Abstract

Distribution-sited solar photovoltaics (PV) economics (including rooftop PV) have improved significantly during the past several years, spurring increased installations, with over 2.2GW installed in 2014 in the United States. This increased deployment is largely projected to continue and has prompted additional interest in the interactions of rooftop PV deployment with the greater electricity system. In this paper we focus on one piece of this interface, namely the interaction between rooftop PV deployment and the evolution of the bulk power system. We develop a novel linkage between NREL’s bulk power capacity expansion model (the Renewable Energy Deployment System [ReEDS] model) and NREL’s rooftop PV adoption model (the dSolar model).

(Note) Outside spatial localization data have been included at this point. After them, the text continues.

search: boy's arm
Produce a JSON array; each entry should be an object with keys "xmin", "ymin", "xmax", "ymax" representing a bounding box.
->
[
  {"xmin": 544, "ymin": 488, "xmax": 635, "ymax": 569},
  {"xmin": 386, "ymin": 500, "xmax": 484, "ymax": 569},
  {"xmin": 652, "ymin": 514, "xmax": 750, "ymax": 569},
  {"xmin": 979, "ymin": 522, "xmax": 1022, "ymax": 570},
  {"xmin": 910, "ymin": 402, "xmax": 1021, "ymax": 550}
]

We use these linked models to gain insights into the interactions of rooftop PV deployment with the bulk power system. We explore two sets of scenarios. In the first set we examine how different levels of rooftop PV deployment impact the generation mix on the bulk power system. In the second set we examine how the generation mix of the bulk power system impacts the deployment of rooftop PV by applying grid-wide curtailment rates to rooftop PV systems. In these sets of scenarios, we find that rooftop PV generation and utility PV generation have a nearly 1:1 substitution effect. We also find that curtailment rate feedback can have dramatic impacts on rooftop PV adoption, though the range of impacts is strongly dependent on the generation mix of the bulk power system and the amount of total PV generation in the system. For example, scenarios with more natural gas generation tended to have lower curtailment rates and thus more rooftop PV deployment.